| HN Mirror

Y	Hacker News new \| ask \| show \| jobs


	by diwank 822 days ago
	It’d be really cool to see a transformer with the MLP layers swapped for KANs and then compare its scaling properties with vanilla transformers

3 comments

bart1ett 822 days ago

After trying this out with the fourier implementation above, swapping MLP/Attention Linear layers for KANs (all, or even a few layers) produces diverging loss. KANs don't require normalization for good forward pass dynamics, but may be trickier to train in a deep net.

link

thesz 818 days ago

Note that KANs use LBFGS, which is second-order optimization method. My experience with the use of second-order features suggests that simple gradient descent often leads to divergence.

link

gautam5669 822 days ago

This is the first thought came to my mind too.

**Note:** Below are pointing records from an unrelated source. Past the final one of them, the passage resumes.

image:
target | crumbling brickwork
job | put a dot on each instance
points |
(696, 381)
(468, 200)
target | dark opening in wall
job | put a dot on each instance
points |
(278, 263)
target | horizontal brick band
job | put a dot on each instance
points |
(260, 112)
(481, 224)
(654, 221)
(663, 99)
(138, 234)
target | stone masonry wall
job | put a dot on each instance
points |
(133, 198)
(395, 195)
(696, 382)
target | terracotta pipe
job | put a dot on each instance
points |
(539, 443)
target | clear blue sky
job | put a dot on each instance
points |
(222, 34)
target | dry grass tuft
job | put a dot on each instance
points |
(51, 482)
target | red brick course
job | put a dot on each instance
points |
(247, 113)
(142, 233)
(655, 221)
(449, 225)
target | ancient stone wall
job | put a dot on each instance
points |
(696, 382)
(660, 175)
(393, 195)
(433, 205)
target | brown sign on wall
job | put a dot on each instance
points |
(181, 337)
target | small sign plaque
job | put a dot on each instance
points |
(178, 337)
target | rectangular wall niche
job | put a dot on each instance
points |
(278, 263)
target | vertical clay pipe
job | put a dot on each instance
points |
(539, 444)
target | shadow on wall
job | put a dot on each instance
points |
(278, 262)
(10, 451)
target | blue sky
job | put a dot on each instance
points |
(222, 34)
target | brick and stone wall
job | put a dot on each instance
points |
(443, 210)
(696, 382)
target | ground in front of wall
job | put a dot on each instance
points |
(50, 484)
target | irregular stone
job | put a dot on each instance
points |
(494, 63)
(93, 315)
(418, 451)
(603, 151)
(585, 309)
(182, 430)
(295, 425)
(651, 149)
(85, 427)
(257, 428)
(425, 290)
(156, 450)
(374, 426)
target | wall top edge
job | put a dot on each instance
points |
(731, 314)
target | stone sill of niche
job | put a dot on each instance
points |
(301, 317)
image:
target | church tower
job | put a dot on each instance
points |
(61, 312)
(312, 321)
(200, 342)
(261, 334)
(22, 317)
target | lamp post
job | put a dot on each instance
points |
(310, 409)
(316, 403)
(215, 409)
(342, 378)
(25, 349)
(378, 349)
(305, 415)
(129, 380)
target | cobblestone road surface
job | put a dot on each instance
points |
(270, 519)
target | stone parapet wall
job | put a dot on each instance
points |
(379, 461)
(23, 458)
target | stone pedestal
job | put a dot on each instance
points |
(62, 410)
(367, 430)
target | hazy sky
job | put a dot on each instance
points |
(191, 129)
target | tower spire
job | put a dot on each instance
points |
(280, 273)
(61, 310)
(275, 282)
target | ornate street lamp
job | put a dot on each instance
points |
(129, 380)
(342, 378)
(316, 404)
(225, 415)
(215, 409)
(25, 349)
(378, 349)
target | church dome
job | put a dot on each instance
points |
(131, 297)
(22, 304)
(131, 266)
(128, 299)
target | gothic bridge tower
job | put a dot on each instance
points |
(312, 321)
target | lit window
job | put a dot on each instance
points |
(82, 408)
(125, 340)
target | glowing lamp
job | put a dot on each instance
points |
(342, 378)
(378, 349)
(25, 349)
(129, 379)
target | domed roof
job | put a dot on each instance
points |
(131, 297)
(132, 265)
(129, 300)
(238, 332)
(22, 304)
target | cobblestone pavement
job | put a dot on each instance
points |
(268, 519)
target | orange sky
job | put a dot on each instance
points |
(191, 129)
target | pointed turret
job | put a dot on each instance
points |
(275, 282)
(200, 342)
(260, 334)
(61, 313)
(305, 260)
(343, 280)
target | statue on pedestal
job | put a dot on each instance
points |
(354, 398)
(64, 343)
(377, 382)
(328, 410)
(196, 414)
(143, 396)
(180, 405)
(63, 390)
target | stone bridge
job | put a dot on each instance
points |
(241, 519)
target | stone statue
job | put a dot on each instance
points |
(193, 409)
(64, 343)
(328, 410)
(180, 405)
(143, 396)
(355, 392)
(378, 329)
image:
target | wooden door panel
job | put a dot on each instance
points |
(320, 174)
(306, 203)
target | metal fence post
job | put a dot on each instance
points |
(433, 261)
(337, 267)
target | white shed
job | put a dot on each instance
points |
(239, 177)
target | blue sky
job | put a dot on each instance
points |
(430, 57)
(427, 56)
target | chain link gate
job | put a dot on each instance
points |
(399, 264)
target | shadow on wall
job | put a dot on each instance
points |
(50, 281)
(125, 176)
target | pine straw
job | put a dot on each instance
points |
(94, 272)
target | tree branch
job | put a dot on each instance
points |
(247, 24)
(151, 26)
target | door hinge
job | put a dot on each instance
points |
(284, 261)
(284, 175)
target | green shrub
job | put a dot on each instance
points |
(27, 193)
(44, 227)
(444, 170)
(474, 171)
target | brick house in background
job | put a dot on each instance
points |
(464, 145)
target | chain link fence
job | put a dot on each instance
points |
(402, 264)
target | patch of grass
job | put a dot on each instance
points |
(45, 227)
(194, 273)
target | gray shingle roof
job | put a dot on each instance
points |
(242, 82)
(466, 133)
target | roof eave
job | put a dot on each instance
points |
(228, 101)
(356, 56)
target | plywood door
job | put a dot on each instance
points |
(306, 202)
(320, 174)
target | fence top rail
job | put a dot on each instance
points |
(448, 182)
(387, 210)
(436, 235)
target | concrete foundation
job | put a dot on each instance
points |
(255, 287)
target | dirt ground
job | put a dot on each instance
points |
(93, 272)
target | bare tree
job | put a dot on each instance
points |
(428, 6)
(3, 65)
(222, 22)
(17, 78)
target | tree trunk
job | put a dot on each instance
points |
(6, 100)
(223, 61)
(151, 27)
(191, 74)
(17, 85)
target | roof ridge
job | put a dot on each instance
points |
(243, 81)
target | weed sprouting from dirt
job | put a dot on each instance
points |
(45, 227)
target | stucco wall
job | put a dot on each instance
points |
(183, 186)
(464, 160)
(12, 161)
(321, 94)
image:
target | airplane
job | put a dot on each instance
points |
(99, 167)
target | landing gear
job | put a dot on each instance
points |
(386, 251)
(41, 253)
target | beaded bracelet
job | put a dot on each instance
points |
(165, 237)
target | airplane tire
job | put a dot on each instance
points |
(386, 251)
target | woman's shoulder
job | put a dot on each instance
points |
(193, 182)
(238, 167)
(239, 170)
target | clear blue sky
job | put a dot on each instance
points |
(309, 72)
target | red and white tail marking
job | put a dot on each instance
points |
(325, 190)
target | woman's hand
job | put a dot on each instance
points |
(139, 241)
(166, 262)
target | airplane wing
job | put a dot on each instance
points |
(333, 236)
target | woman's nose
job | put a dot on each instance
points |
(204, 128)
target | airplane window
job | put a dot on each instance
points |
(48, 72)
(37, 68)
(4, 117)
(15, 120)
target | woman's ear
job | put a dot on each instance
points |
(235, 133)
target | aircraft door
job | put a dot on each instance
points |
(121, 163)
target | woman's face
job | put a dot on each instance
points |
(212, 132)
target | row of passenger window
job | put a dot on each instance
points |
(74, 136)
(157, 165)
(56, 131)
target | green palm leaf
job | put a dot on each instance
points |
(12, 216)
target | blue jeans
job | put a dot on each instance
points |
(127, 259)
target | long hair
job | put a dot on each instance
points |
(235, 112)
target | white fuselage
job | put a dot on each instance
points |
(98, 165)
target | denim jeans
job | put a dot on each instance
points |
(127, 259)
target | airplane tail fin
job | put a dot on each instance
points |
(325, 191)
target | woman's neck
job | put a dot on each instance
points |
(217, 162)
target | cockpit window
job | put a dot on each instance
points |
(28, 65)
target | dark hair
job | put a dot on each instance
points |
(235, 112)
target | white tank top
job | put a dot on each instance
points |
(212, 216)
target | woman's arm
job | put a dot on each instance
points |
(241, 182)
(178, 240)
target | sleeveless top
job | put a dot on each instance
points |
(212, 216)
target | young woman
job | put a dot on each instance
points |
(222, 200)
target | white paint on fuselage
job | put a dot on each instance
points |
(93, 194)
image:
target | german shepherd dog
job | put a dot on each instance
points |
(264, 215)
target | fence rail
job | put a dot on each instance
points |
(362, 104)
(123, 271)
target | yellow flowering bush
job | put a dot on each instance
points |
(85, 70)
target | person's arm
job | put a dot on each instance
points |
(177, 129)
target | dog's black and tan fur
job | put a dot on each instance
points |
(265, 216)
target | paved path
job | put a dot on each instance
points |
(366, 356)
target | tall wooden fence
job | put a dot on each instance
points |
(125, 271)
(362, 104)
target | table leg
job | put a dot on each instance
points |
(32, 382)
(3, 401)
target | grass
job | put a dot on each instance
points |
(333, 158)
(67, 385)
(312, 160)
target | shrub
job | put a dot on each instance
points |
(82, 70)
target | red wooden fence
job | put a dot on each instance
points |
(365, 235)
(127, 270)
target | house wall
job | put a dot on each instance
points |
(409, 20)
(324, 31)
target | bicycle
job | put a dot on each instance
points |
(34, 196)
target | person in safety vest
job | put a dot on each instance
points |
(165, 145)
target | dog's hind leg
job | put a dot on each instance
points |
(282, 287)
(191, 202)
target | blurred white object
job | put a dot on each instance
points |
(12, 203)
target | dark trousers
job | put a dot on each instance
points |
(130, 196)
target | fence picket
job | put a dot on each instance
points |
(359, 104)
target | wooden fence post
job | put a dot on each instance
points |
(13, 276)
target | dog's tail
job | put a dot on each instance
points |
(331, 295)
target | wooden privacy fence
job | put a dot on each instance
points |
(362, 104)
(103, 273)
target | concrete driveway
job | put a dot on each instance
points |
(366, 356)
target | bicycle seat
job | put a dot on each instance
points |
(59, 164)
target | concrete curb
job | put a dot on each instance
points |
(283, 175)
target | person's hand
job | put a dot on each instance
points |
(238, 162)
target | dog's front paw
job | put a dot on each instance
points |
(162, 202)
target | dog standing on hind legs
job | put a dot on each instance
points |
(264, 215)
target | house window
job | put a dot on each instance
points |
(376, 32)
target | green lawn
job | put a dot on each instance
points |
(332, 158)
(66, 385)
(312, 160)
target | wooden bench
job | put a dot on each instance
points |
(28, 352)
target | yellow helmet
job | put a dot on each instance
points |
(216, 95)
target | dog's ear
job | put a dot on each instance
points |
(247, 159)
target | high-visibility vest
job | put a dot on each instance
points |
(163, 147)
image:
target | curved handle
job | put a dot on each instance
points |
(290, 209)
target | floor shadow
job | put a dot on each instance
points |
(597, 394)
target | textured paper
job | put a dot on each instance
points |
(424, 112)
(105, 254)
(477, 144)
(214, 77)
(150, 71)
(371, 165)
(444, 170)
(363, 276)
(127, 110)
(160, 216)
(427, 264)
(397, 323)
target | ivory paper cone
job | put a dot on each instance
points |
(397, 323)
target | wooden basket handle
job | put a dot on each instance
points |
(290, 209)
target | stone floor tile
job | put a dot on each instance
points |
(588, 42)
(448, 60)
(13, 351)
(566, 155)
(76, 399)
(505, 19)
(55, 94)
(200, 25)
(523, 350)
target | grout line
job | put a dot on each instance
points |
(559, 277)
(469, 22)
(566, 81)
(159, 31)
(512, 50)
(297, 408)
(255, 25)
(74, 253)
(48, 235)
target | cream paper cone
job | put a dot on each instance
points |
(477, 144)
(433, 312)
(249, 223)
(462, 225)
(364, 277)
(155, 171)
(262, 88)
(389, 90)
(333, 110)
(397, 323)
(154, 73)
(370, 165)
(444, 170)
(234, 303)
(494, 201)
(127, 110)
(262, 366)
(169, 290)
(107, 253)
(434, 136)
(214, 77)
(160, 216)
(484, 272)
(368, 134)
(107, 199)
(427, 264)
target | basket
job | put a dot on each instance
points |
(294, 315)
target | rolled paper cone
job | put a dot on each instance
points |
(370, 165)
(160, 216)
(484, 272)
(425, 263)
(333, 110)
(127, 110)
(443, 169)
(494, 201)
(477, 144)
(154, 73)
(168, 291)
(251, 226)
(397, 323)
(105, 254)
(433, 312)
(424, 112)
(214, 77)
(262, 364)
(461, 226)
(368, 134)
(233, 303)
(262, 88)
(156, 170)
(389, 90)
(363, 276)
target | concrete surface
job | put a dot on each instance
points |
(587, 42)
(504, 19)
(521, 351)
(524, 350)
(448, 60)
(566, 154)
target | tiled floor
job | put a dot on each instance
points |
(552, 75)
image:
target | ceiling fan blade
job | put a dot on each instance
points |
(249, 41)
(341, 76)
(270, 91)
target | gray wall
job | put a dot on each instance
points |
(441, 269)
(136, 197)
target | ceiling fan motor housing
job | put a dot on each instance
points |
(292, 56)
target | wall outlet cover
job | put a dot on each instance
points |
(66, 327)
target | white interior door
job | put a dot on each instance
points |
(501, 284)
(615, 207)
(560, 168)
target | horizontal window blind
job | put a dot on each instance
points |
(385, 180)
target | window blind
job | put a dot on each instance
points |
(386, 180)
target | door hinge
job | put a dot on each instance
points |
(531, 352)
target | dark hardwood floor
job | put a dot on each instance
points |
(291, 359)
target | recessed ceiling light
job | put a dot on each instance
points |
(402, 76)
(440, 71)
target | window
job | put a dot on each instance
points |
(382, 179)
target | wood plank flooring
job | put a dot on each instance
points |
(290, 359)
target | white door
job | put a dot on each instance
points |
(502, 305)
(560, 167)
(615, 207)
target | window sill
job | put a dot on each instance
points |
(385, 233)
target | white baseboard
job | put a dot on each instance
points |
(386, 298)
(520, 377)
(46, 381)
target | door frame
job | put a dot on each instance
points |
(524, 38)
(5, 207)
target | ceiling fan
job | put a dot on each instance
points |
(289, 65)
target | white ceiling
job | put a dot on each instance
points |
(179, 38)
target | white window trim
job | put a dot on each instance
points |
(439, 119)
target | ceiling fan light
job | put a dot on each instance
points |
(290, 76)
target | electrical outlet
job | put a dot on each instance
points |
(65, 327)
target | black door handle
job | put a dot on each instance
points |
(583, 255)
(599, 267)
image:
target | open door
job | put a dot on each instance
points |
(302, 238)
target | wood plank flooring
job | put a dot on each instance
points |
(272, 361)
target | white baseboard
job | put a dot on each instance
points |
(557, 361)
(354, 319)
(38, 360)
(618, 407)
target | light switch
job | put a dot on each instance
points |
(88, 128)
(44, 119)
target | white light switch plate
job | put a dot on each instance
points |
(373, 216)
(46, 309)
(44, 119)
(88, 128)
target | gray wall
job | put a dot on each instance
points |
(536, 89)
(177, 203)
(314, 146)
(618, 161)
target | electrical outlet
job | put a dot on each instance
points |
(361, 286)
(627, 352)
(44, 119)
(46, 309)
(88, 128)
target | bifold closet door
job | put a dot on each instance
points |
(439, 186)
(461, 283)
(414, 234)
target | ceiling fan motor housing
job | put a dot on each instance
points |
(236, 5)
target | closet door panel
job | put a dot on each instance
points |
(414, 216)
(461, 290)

Given its sparse, Will this be just replacement for MoE.

link

samus 821 days ago

MoE is mostly used to enable load balancing since it makes it possible to put experts on different GPUs. This isn't so easy to do with a monolithic, but sparse layer.

link

mp187 822 days ago

Why was this your first thought? Is a limiting factor to transformers the MLP layer? I thought the bottleneck was in the renormalization part.

link

brrrrrm 822 days ago

At small input size, yes the MLP dominates compute. At large input attention matters more

link